Quando se ne va una voce così, non muore una nostalgia: si spegne un pezzo di storia popolare.
Tony Dallara è morto a 89 anni. Lo confermano le principali fonti di cronaca: era ricoverato a Milano. Per molti è stato “quello di Come prima”, per altri l’uomo che vinse Sanremo con Romantica, per tanti il primo vero “urlatore” della musica italiana. Ma ridurlo a un titolo o a una canzone è ingiusto: Dallara è stato un cambio di paradigma. Quando arrivò, la canzone italiana aveva ancora una postura “educata”; lui portò fisicità, urgenza, voce spinta in avanti. Non per distruggere la tradizione, ma per costringerla a respirare un’aria nuova.

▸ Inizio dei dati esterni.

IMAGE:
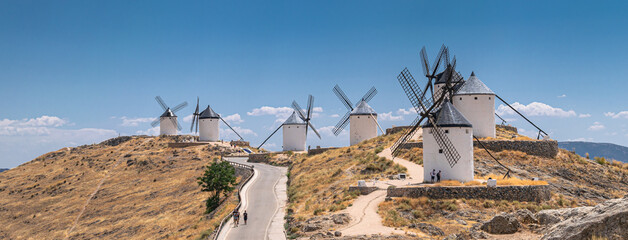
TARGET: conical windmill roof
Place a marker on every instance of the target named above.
(473, 86)
(168, 113)
(363, 108)
(208, 113)
(294, 120)
(449, 116)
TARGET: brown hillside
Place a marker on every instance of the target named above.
(141, 189)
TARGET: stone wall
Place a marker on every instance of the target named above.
(259, 157)
(362, 190)
(507, 128)
(535, 193)
(543, 148)
(240, 143)
(396, 129)
(319, 150)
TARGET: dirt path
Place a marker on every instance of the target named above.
(363, 212)
(415, 171)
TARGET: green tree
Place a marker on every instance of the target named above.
(219, 177)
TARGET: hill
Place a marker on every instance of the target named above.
(318, 189)
(123, 188)
(605, 150)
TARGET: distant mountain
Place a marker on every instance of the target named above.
(606, 150)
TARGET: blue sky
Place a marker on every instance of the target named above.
(79, 72)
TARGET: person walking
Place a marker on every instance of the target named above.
(438, 176)
(236, 218)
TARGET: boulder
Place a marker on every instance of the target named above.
(526, 216)
(501, 224)
(607, 220)
(311, 227)
(341, 218)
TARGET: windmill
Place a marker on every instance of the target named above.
(207, 124)
(295, 128)
(449, 80)
(362, 117)
(168, 124)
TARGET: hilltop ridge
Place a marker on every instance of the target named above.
(126, 187)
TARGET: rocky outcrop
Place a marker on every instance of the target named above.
(502, 224)
(535, 193)
(608, 220)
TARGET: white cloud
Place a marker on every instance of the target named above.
(596, 126)
(30, 126)
(622, 114)
(23, 140)
(234, 119)
(188, 118)
(535, 109)
(580, 140)
(279, 112)
(134, 122)
(389, 117)
(329, 131)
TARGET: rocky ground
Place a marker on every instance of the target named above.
(122, 188)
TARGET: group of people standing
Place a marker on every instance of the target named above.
(436, 175)
(236, 217)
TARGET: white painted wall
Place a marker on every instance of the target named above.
(167, 126)
(480, 111)
(462, 139)
(362, 127)
(208, 129)
(294, 137)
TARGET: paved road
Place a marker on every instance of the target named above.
(262, 203)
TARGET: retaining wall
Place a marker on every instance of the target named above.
(259, 157)
(535, 193)
(319, 150)
(543, 148)
(362, 190)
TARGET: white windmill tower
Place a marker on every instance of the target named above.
(295, 128)
(362, 117)
(207, 124)
(477, 103)
(460, 133)
(168, 124)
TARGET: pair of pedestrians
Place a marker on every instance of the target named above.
(236, 217)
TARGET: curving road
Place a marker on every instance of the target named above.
(264, 199)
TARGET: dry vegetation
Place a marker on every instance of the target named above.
(148, 191)
(574, 181)
(319, 183)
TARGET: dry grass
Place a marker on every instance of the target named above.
(319, 183)
(511, 181)
(151, 193)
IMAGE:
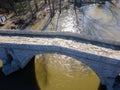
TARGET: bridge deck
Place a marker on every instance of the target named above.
(85, 46)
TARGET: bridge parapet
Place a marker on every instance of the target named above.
(17, 48)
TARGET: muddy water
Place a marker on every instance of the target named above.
(59, 72)
(102, 21)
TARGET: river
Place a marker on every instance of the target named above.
(59, 72)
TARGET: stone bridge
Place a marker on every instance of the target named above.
(102, 56)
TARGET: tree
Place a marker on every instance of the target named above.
(36, 5)
(30, 8)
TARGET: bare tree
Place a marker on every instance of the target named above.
(36, 5)
(30, 8)
(59, 6)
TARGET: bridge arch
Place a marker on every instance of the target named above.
(83, 57)
(66, 67)
(102, 66)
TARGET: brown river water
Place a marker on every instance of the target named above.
(59, 72)
(52, 72)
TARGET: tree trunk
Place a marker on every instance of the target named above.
(50, 8)
(59, 6)
(30, 8)
(36, 5)
(12, 5)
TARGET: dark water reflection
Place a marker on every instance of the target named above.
(20, 80)
(102, 21)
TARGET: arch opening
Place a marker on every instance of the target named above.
(61, 72)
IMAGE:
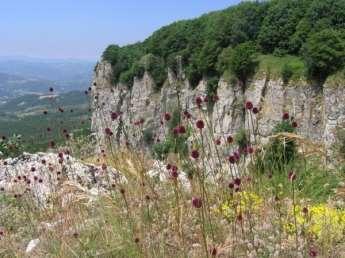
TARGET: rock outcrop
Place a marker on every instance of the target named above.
(41, 174)
(318, 113)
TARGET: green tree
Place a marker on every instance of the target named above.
(324, 53)
(280, 24)
(240, 60)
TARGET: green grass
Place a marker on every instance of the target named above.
(274, 65)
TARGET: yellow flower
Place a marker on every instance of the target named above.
(240, 202)
(321, 221)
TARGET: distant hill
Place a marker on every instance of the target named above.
(24, 115)
(15, 85)
(21, 75)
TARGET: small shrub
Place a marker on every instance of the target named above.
(242, 139)
(340, 146)
(12, 147)
(279, 153)
(286, 73)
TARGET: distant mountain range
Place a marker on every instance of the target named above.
(22, 75)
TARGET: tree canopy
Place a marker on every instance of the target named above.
(279, 27)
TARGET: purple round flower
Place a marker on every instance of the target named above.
(232, 159)
(200, 124)
(196, 202)
(249, 105)
(195, 154)
(286, 116)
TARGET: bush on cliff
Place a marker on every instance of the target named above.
(324, 53)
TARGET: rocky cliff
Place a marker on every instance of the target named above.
(317, 113)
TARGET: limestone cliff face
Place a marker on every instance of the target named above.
(317, 113)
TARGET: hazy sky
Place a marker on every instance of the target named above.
(83, 28)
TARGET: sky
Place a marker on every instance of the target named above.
(81, 29)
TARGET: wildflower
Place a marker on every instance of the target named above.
(167, 116)
(229, 139)
(198, 101)
(312, 252)
(175, 131)
(200, 124)
(232, 159)
(114, 116)
(215, 98)
(255, 110)
(195, 154)
(237, 155)
(250, 150)
(196, 202)
(305, 210)
(108, 131)
(249, 105)
(181, 129)
(174, 172)
(237, 181)
(286, 116)
(187, 115)
(292, 176)
(239, 217)
(214, 251)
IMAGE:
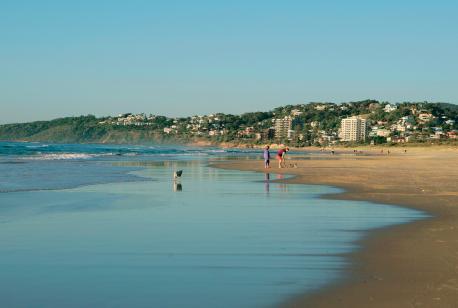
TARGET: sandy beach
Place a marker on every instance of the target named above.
(412, 265)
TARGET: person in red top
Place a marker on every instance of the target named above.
(281, 157)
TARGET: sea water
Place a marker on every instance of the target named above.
(107, 226)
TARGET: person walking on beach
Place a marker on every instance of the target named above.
(266, 157)
(281, 157)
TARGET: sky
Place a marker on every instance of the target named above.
(179, 58)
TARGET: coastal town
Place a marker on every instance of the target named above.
(320, 124)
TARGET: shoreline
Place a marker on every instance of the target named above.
(413, 264)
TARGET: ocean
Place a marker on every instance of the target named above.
(107, 226)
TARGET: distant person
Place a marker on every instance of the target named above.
(266, 157)
(281, 157)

Il suo nome era Antonio Lardera. Nato a Campobasso, cresciuto a Milano, attraversò la gavetta più tipica del Dopoguerra – lavori comuni, sogni coltivati di sera – fino all’esplosione in un’Italia che stava imparando a riconoscersi anche nei dischi, non solo nei giornali. La sua storia, oggi, si chiude. Ma resta una domanda che vale più del ricordo: perché quelle canzoni hanno resistito? Perché contenevano una verità semplice: la voce, quando è autentica, diventa memoria collettiva.